Rapid prototyping techniques differ in their processes, materials used, and the kind of prototypes they produce, either high or low fidelity. The rapid prototyping techniques are;

1. Powder-Based Technique

It involves Selective Laser Sintering and Direct Metal Laser Sintering.

a. Selective Laser Sintering (SLS)

SLS applies the additive manufacturing process where object formation is done by adding layers of materials. A high-power laser lays the material, which is then heated and sintered to create a prototype. The object’s surface is usually rough and has to undergo more processing for a polished look. However, the SLS technique is quick, needs less labor, and the productivity levels are high. The materials used include plastics, nylons, and ceramics.

b. Direct Metal Laser Sintering (DMLS)

It is applied mainly when dealing with metals and metal alloys. It involves 3D printing and the use of computers to direct the laser in pattern printing. First, the metal is heated using very high power from the laser through the metal laser sintering process until it’s below the melting point or through selective laser melting, which is above the melting point. Metal powder is then fused to form a solid layer. Another layer is later exposed and goes through the same process from start to finish. The process takes a long time ranging from a few hours to days.

2. Liquid-Based Technique

In this technique, we have the Stereolithography (SLA) method. It was the first commercial three-dimension printing method, hence the most used in different applications. SLA forms plastic parts by solidifying a photosensitive liquid into layers through computer-aided ultra-violet light. Materials used in this method are self-adhesive, causing the layers to bond, and a 3D object is formed.

3. Solid-Based Technique

It features two methods: laminated object manufacturing and fused deposition modeling.

a. Laminated Object Manufacturing(LOM)

The method is also called sheet lamination.
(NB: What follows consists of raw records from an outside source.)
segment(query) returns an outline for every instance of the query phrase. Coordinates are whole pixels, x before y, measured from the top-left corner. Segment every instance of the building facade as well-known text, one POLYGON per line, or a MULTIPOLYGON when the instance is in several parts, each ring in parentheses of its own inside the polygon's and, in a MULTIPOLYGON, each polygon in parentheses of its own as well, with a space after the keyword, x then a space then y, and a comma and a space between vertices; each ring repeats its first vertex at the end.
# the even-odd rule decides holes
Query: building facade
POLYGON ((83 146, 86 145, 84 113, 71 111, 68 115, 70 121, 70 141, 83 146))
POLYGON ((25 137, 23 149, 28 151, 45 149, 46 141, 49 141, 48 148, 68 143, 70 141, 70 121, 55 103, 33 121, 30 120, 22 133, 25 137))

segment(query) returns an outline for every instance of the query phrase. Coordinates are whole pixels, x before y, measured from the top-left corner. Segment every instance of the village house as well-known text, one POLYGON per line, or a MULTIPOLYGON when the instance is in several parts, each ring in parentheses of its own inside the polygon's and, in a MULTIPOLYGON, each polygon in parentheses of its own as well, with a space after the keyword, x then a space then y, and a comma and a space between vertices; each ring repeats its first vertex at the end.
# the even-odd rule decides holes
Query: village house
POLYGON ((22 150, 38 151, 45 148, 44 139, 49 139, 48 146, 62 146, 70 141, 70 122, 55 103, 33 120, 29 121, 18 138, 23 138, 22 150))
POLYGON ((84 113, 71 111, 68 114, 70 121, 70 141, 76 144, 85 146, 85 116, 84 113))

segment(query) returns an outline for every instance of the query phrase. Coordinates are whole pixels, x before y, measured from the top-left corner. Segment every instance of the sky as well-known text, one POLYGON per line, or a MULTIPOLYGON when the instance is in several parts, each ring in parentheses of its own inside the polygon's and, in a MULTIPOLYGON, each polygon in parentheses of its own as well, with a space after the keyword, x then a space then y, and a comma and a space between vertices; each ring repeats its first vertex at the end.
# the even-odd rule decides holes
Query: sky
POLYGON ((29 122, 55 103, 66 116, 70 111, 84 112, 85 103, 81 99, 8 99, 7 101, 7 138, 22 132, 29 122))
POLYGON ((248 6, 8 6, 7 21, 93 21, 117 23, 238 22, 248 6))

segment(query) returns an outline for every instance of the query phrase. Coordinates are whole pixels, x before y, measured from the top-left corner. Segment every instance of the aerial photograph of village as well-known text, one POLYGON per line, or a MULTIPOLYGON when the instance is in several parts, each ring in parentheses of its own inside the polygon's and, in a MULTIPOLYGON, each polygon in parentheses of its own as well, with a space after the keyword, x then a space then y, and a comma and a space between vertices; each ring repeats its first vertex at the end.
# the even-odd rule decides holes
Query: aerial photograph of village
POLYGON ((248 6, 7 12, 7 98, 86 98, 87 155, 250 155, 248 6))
A plastic or paper layer is taken to the construction platform by the feed mechanism, and a laser cuts into it to make more layers. A heater roller applies pressure on the layers to help the bond and then cuts in a particular shape using computer-controlled laser beams to form a CADdesign pattern. LOM is an easy-to-use method, fast and very affordable.
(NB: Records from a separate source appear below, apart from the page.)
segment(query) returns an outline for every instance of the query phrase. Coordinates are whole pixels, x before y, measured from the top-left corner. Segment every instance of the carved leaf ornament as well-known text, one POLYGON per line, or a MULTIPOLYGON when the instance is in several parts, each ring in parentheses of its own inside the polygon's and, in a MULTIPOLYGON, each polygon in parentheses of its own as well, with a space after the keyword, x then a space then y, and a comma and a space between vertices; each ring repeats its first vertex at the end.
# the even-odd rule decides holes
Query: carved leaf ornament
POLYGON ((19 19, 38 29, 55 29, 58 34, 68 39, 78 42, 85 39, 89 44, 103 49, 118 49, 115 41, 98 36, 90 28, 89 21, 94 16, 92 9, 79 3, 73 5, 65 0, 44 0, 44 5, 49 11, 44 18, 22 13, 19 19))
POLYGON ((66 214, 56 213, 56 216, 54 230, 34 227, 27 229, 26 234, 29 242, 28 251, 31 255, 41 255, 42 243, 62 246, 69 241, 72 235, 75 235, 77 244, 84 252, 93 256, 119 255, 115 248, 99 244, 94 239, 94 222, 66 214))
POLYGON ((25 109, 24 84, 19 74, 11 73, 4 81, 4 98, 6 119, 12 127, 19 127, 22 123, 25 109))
b. Fused Deposition Modeling(FDM)

FDM is a 3D printing process that features a thermoplastic filament. The filament is heated and melted in a nozzle barrel within the printer. The molten material is deposited in layers as directed by the computer deposition program systematically. This method is common with desktop printers and is fast and cost-efficient.


Rapid prototyping helps in the production of model designs and later creating actual objects. It is a quick process that uses different materials hence its diverse uses across industries. It has multiple benefits to designers and consumers too.